27 октября управляющие трех крупных заводов подлили масла в огонь протестов, объявив, что все бастующие рабочие уволены, вне зависимости от того, насколько они были нужны для обеспечения производственного процесса, и от того, в самом ли деле они участвовали в забастовке[663]. Понятно, что это вызвало лишь дальнейшую эскалацию протестов. В какой бы мере рабочие ни находились под влиянием резко радикализовавшегося социал-демократического подполья, их подталкивало к борьбе еще и неравное и невыносимое бремя, возложенное на них нескончаемой войной с ее дефицитом и потерями — глубокое чувство социальных различий и неравенства и представления о справедливости, подкреплявшиеся еще живыми воспоминаниями о великих революционных забастовках в сентябре и октябре 1905 года, едва не положивших конец монархии. К ощущению открывающихся политических возможностей прибавилось усилившееся чувство недовольства. Коллективные действия могли превратить протестные настроения в революционные изменения.

Насколько серьезным стал этот вопрос, было ясно уже в середине октября 1916 года. Бюджетный комитет Государственной думы провел специальное открытое заседание. На нем обсуждалась критическая, по мнению членов комитета, проблема, стоявшая перед Думой. Известия о дефиците и проблемах с продовольствием приходили почти отовсюду. Провинциальная газета «Воронежский день» писала: «Вопрос о еде у всех на уме… о нем говорят везде… [он стоит] во главе всех вопросов нашей внутренней жизни. Это и понятно, ведь многие миллионы городских жителей России, особенно ее огромная малоимущая (бедная) [часть] стоит на пороге холода и голодного отчаяния»[664]. В течение нескольких дней отчетам о работе бюджетного комитета были посвящены целые полосы газет в Петрограде и других местах, приводивших слова ведущих политических фигур. А. Ф. Керенский решительно говорил о необходимости принятия мер по облегчению продовольственных проблем, испытываемых встревоженными рабочими, вынужденными выстаивать в длинных очередях, чтобы купить самые элементарные товары. Н. С. Чхеидзе требовал от государства устранить все препятствия, не позволявшие рабочим спокойно жить и трудиться. Милюков предупреждал о необходимости проявить серьезное внимание к бедственному положению семей рабочих, которым длинные очереди не позволяют спокойно выполнять свои обязанности на работе. Бюджетный комитет единогласно постановил довести эти заявления до сведения Совета министров. В ноябре и декабре 1916 года едва ли был хоть день, когда в какой-нибудь из газет страны не вышла бы статья, посвященная разбору продовольственного вопроса[665].

И это не могло пройти мимо ведущих членов Государственной думы.
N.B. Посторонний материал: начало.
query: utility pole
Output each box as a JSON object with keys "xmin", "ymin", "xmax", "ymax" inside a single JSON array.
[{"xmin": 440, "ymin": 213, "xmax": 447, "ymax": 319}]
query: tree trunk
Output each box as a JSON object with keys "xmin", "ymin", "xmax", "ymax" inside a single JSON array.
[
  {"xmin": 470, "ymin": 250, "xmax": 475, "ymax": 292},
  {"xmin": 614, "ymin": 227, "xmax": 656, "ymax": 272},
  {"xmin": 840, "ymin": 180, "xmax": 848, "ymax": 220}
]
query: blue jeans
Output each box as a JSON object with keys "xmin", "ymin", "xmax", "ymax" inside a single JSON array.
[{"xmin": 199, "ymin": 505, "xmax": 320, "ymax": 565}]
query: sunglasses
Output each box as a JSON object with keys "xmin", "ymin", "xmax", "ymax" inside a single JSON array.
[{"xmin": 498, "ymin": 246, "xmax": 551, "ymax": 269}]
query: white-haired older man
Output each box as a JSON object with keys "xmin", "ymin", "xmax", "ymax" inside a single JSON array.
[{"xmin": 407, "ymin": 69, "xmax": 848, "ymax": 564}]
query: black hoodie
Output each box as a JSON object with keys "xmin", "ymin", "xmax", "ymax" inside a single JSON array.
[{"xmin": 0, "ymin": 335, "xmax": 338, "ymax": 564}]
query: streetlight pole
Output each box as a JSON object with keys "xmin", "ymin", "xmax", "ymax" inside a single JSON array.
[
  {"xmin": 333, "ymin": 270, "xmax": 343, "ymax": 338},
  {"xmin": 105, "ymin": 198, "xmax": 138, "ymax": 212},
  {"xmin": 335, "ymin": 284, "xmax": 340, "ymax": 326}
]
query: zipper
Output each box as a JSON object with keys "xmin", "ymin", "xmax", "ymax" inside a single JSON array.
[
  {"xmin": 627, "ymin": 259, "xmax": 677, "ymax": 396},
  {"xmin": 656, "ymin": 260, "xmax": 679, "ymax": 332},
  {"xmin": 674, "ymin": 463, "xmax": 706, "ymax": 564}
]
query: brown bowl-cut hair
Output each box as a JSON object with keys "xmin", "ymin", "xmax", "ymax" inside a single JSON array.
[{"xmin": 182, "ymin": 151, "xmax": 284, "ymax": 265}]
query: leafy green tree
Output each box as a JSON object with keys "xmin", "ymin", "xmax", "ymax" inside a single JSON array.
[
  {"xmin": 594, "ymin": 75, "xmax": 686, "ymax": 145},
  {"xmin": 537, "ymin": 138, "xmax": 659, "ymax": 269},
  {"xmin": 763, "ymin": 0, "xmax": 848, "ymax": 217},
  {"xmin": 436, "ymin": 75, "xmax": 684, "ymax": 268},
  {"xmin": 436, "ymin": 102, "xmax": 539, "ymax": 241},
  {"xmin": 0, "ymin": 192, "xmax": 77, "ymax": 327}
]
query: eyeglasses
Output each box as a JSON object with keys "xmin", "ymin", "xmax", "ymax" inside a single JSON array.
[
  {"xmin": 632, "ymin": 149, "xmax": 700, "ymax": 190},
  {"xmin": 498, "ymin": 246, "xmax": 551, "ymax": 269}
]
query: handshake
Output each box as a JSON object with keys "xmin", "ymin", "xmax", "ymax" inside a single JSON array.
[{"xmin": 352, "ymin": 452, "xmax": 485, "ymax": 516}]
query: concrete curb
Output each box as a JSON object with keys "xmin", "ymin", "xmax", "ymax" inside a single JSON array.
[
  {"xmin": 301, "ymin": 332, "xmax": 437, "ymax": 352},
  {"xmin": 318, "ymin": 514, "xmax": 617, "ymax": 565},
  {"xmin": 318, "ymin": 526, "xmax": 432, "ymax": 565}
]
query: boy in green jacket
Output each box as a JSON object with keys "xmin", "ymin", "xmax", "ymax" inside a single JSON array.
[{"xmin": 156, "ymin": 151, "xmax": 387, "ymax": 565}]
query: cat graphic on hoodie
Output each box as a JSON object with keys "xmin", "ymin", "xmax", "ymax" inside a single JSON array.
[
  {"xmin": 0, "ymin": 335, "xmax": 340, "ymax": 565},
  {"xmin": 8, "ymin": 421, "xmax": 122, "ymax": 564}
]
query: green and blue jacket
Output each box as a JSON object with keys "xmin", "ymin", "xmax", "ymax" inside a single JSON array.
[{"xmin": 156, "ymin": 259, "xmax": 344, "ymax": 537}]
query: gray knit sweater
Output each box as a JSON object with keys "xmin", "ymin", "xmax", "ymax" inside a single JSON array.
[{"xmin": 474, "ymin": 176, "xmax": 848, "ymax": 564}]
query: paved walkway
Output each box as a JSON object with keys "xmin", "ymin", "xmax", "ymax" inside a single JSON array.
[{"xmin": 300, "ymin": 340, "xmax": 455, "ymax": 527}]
Депутаты, 24 ноября вопрошавшие у Риттиха по поводу продовольственного кризиса, также обвинили правительство в невнимании к российским политическим организациям или в их полном игнорировании, что было чревато серьезными последствиями. Они требовали принятия «скорейших и энергичных мер», называли их «совершенно неотложными» и проводили прямую связь между уже привычным дискурсом «чрезвычайной необходимости» и таким субъективным фактором, как рост народного беспокойства. «Мы должны признать, — заявляли депутаты, — что никогда еще до сих пор вопрос этот не занимал нашего тревожного внимания так сильно, как в данное время. Для всех стало ясно, что краеугольным камнем нашей работы… будет именно этот тревожный вопрос. ГГ., это голос страны, которая в данное тревожное время только на Государственную думу возлагает свои надежды». Кроме того, сорок думских депутатов выступили с заявлением в «Новом времени» — одной из самых влиятельных в то время газет, выходившей более чем 200-тысячным тиражом, — потребовав «скорейшего и решительного» принятия мер по борьбе с кризисом. Прошел уже целый год с тех пор, как министр внутренних дел А. Н. Хвостов предупреждал, что Россия приближается «к настоящей катастрофе», а никаких изменений к лучшему так и не произошло[666].